‘Last Night in Soho’ Delivers Haunting Entertainment


Avery Drake

An intimate thriller that descends into twisted mind games, Edgar Wright’s Last Night in Soho follows Eloise “Ellie” Turner (Thomasin McKenzie), a shy and eventually outcasted fashion design student obsessed with the 60s. What begins as strange, recurring dreams, soon has her, and the audience, questioning the line between dreams and reality. 

When Ellie’s hopes of being accepted into a fashion school in London become reality, her grandmother warns her of the city’s dangers and the effects it had on her late mother. We catch sporadic glimpses of her dead mother throughout the movie through Ellie’s strange visions, as if alluding to a fate she can’t escape. 

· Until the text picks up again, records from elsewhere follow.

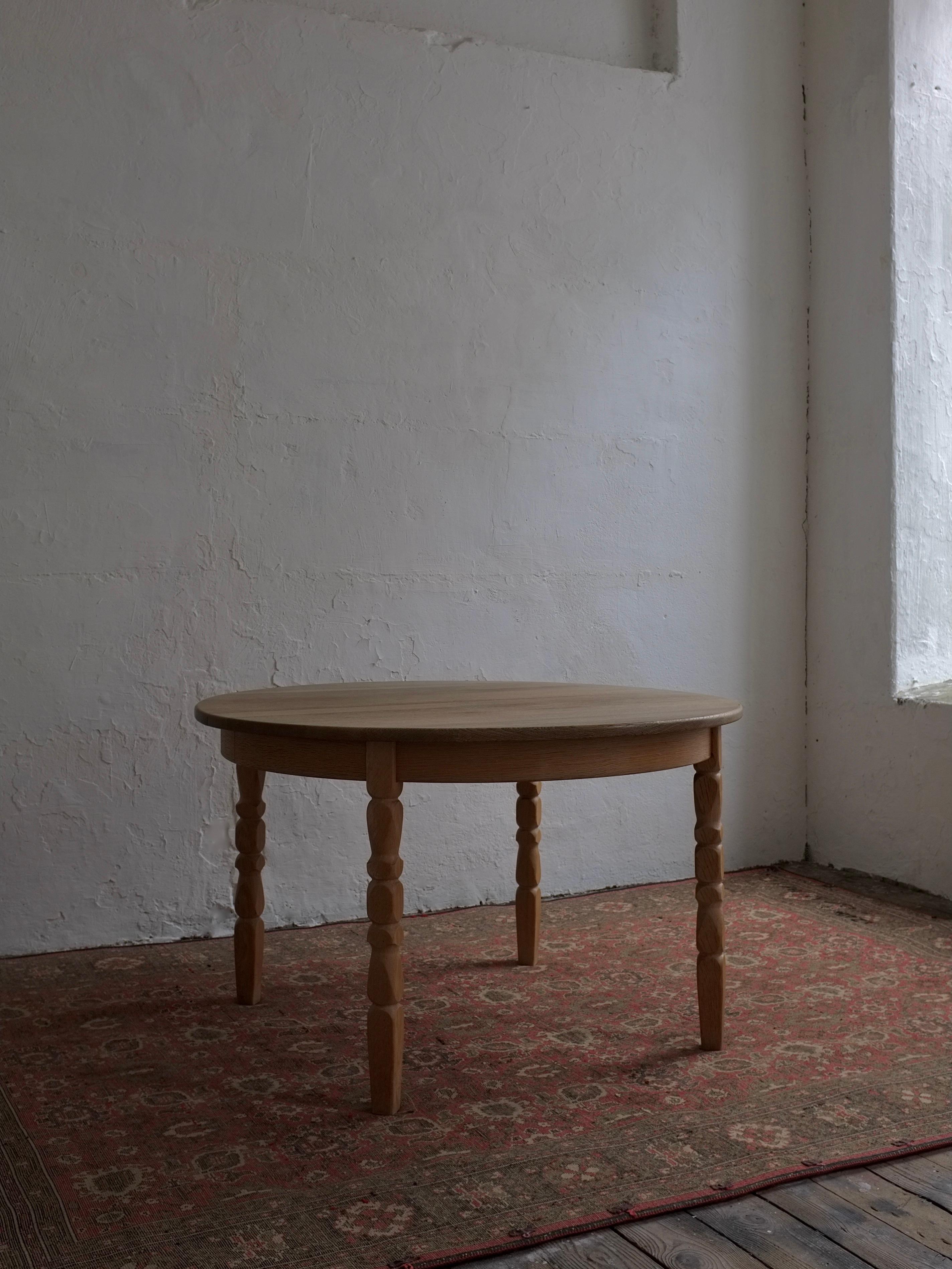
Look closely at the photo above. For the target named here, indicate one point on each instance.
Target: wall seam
(807, 465)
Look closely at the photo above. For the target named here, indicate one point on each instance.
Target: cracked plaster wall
(333, 353)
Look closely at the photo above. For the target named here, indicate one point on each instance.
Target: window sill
(928, 694)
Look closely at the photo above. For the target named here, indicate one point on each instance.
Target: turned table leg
(709, 871)
(385, 908)
(249, 895)
(528, 871)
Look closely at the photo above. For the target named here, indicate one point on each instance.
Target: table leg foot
(385, 908)
(709, 871)
(249, 895)
(528, 871)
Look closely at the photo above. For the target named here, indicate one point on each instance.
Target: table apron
(474, 762)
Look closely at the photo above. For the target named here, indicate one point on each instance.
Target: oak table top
(463, 733)
(464, 711)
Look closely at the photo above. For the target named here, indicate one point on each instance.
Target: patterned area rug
(151, 1124)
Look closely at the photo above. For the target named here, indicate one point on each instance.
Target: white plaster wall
(331, 353)
(923, 341)
(619, 32)
(880, 794)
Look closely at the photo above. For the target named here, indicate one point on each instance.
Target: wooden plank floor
(891, 1216)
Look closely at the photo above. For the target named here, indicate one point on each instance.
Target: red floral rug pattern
(151, 1124)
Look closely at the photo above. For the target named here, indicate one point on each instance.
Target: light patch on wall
(632, 33)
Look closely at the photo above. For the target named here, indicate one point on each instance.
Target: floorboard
(676, 1242)
(776, 1238)
(602, 1250)
(853, 1229)
(921, 1175)
(914, 1216)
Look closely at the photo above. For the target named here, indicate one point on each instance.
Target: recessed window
(923, 347)
(635, 33)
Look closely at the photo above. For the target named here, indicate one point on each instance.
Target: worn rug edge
(666, 1207)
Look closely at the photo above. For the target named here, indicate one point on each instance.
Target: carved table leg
(709, 871)
(249, 895)
(528, 871)
(385, 908)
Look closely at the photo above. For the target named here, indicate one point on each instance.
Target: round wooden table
(460, 733)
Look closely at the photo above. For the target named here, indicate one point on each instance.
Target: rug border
(666, 1207)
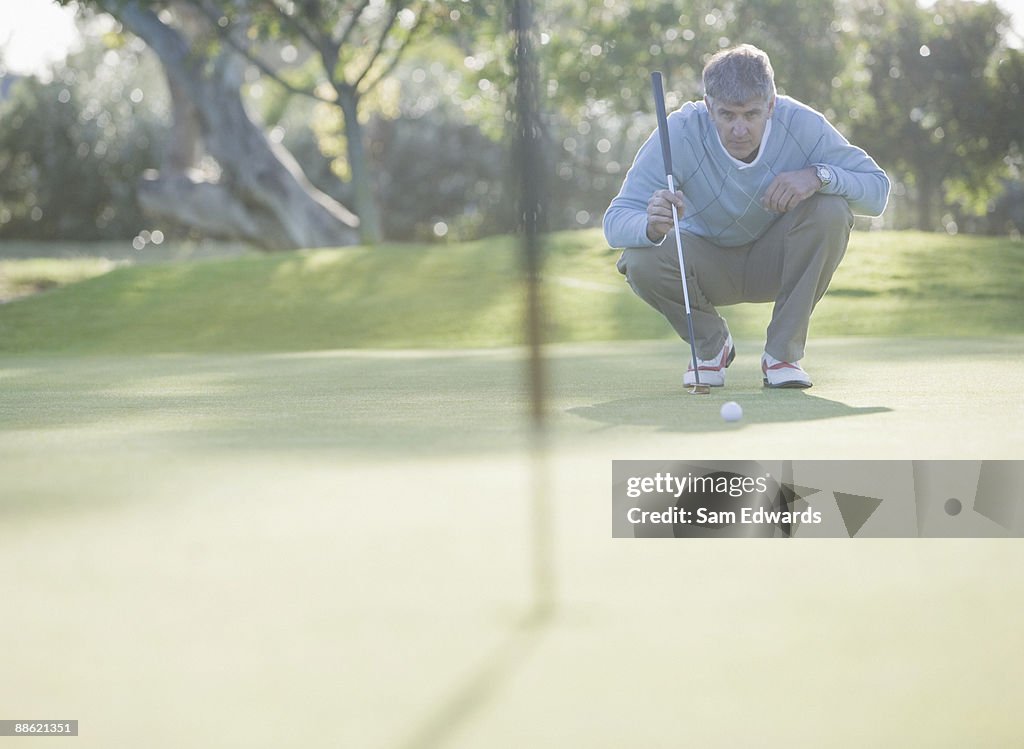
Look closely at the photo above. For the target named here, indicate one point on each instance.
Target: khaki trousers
(792, 264)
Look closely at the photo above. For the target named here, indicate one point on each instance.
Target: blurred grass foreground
(465, 295)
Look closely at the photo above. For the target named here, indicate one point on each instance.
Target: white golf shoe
(782, 374)
(712, 371)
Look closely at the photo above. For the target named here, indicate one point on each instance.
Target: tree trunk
(262, 195)
(926, 196)
(366, 202)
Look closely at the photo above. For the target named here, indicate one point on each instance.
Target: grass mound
(470, 295)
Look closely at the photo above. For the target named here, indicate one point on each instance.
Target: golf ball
(731, 411)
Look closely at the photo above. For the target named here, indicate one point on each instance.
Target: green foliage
(72, 148)
(470, 294)
(938, 112)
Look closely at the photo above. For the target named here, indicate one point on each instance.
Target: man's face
(740, 127)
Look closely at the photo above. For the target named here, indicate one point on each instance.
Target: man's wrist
(655, 240)
(824, 175)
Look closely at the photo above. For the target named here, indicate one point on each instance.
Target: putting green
(334, 548)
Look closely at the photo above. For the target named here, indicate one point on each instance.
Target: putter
(663, 131)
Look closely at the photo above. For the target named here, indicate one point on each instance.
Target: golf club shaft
(663, 129)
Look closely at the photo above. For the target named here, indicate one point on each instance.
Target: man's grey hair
(739, 75)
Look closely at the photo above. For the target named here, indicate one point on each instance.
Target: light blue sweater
(722, 196)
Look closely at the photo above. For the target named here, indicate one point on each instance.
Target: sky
(35, 33)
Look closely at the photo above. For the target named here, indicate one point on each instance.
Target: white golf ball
(731, 411)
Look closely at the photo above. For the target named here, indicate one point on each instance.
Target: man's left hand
(788, 190)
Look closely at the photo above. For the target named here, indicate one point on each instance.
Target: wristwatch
(824, 175)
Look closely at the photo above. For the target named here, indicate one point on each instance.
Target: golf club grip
(663, 119)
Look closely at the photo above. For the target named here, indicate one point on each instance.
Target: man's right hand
(659, 220)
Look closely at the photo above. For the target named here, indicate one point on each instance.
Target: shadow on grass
(673, 412)
(482, 684)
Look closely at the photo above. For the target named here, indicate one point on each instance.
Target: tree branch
(395, 7)
(393, 63)
(213, 16)
(350, 27)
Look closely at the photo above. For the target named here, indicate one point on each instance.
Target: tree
(329, 50)
(357, 43)
(936, 112)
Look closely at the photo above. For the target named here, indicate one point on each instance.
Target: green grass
(197, 525)
(470, 295)
(22, 278)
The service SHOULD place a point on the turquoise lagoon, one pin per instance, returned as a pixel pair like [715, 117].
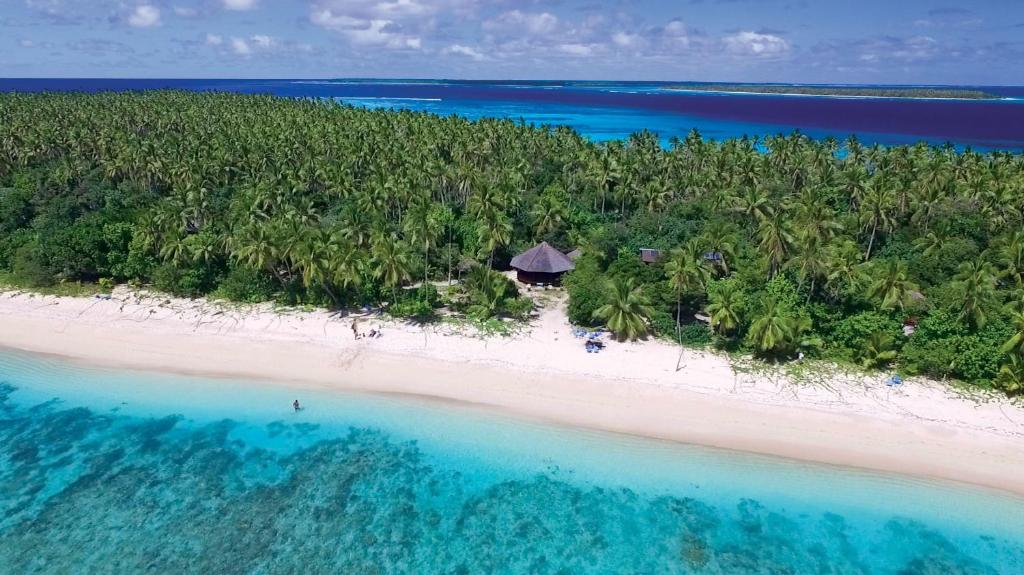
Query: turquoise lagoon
[110, 471]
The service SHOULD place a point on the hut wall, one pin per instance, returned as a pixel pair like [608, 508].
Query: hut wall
[535, 277]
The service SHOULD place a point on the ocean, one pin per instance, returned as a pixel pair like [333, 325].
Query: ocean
[107, 471]
[604, 111]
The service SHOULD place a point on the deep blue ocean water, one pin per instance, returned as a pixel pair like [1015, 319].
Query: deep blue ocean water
[612, 111]
[124, 472]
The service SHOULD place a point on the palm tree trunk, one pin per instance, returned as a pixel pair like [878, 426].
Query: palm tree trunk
[450, 255]
[426, 265]
[679, 330]
[870, 242]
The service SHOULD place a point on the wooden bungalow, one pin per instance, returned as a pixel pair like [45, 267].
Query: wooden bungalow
[542, 264]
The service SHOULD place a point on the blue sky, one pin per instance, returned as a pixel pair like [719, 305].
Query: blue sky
[851, 41]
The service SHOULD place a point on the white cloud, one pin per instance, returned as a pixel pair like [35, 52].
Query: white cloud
[576, 49]
[515, 21]
[262, 41]
[240, 5]
[465, 50]
[241, 47]
[754, 44]
[374, 32]
[144, 15]
[401, 8]
[625, 40]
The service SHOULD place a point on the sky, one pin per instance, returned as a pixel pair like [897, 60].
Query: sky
[980, 42]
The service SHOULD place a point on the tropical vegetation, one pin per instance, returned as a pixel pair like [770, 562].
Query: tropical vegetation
[910, 257]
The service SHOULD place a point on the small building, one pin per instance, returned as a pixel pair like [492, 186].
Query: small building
[649, 255]
[542, 264]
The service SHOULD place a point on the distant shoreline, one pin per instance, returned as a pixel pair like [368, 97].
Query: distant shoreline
[921, 429]
[839, 92]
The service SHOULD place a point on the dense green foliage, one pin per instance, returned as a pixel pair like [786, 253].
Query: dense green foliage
[787, 246]
[894, 92]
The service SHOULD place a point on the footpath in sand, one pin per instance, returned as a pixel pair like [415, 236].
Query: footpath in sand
[920, 428]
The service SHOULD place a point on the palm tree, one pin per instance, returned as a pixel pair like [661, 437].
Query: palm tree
[976, 282]
[423, 224]
[893, 288]
[390, 261]
[686, 272]
[495, 230]
[776, 329]
[725, 307]
[548, 214]
[878, 350]
[1015, 345]
[775, 241]
[626, 311]
[877, 213]
[1011, 376]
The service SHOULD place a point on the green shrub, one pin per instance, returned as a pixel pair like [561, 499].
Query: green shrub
[30, 268]
[190, 282]
[247, 285]
[663, 323]
[585, 286]
[695, 335]
[417, 309]
[846, 337]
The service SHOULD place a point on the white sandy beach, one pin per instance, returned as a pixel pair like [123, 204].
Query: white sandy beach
[920, 428]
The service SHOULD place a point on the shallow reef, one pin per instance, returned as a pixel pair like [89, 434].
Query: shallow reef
[87, 492]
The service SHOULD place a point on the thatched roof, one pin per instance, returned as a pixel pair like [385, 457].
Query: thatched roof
[543, 259]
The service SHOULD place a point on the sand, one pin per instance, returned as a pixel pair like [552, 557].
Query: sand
[922, 428]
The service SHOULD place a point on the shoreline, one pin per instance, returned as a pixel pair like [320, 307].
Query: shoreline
[841, 96]
[922, 429]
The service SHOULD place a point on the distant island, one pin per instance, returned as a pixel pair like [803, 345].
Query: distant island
[950, 93]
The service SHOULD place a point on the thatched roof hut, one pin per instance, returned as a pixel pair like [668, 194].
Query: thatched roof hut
[542, 264]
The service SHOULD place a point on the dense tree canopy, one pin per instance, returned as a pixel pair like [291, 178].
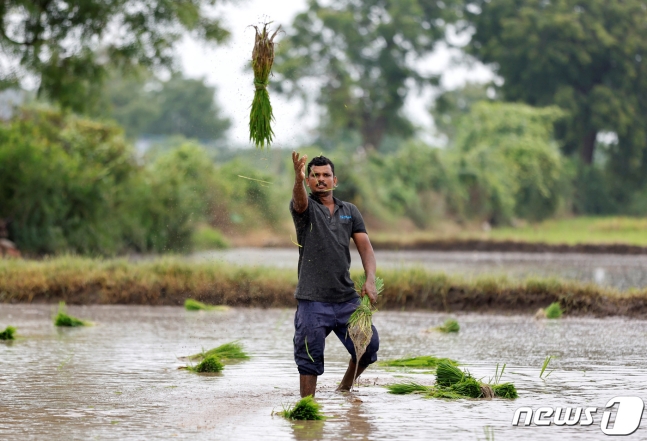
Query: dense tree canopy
[178, 106]
[69, 46]
[362, 52]
[588, 57]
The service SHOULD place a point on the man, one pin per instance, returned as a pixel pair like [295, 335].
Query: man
[325, 292]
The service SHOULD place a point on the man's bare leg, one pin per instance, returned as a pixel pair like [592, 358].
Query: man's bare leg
[347, 382]
[308, 385]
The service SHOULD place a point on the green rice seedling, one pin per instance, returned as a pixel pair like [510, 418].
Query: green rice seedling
[261, 115]
[468, 387]
[544, 366]
[553, 311]
[228, 351]
[360, 322]
[62, 319]
[425, 361]
[305, 409]
[194, 305]
[209, 364]
[407, 388]
[8, 333]
[447, 374]
[505, 390]
[450, 325]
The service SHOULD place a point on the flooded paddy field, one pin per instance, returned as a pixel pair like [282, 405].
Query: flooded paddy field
[120, 379]
[610, 270]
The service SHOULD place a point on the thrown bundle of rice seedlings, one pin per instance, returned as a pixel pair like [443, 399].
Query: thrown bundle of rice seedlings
[425, 361]
[407, 388]
[194, 305]
[261, 115]
[305, 409]
[450, 325]
[360, 321]
[208, 365]
[8, 333]
[228, 351]
[505, 390]
[62, 319]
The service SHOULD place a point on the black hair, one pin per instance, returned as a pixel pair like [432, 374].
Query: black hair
[319, 161]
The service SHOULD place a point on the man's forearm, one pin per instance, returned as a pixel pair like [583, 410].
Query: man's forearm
[299, 196]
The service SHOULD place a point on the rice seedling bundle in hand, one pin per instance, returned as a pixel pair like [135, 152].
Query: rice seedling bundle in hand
[228, 351]
[261, 115]
[8, 333]
[360, 322]
[305, 409]
[62, 319]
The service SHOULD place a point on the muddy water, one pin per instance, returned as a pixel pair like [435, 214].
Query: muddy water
[120, 380]
[619, 271]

She spends the first few nights in the school’s dorms but quickly gets sick of the active nightlife and bullying from her neighbors and roommates. She comes across an intriguing top-floor bedroom for rent. The owner is Ms. Collins (the late Diana Riggs), an old woman who seems to share Ellie’s love for the 60s.

Ellie has no trouble falling asleep on her first night in the quaint bedroom, besides the blinking neon light from the restaurant next door. She soon finds herself in a beautiful dreamland- or so she thinks. Here, we meet Sandie (Anya Taylor Joy), an aspiring singer and dancer in Soho. The viewers get to know Sandie’s story through Ellie’s strange, mirrored dreams. During her first dream, Sandie meets her soon-to-be manager, Jack (Matt Smith). We begin to notice Ellie is both Sandie and an observer. In the mirror, she replaces Sandie’s reflections, yet she is unable to control Sandie’s movements, words, or even interact with her. 

This first dream sequence is magical, and you can feel the excitement and fascination from Ellie. The incredible yet mind-boggling cinematography and set design come into play, and when Ellie wakes up from her dream, you can’t help but feel the same disappointment she does. The audience is left just as captivated yet bewildered by the whole dream as she is.  

Ellie instantly becomes invested in Sandie’s life. She’s eager to leave school every day and can’t wait for nightfall when she can drift back to sleep to revisit Sandie in her dreams. Ellie soon begins using Sandie as her muse. She changes her hair, buys the same coat, uses the same dance moves, even tries a pick-up line that Sandie used during her dreams. Soon her fashion designs are identical to the pieces Sandie wears. 

The fantasy-like dreams soon start to take a sinister turn- her record player even turns on by itself. What was once a whimsical escape from her real-life now keeps her up at night as she grows more and more terrified of falling asleep. Ellie becomes haunted and distracted by these dreams, completely engulfed by Sandie’s nightmare of a life. Ellie gives her best efforts to intervene, to no avail. Around town, she begins seeing ghosts of the men from her dreams and Sandie herself. She even begins to run into an old man who seems too intrigued by her blonde hair and a drawing of Sandie she left behind. She soon becomes convinced this strange man is Jack. 

“It’s not what you imagine, London,” is repeated throughout the film, a piece of advice from her grandmother that Ellie now understands. She begins to feel herself unravel and wonders if it’s .time to escape London. The last 30 minutes of the film are fast-paced and filled with reveals as the movie starts to wrap up. The difference between real life and dreamland is hazy as Sandie’s life becomes intertwined with Ellie’s. As more pieces of the mad puzzle are revealed, your mind begins to spin as much as Ellie’s. 

Edgar Wright doesn’t disappoint with this electric psychological thriller. The cinematography, acting, fashion, and soundtrack, in which Anya Taylor Joy lends her voice to a sultry cover of Downtown by Petula Clark, come together to create an unforgettable film.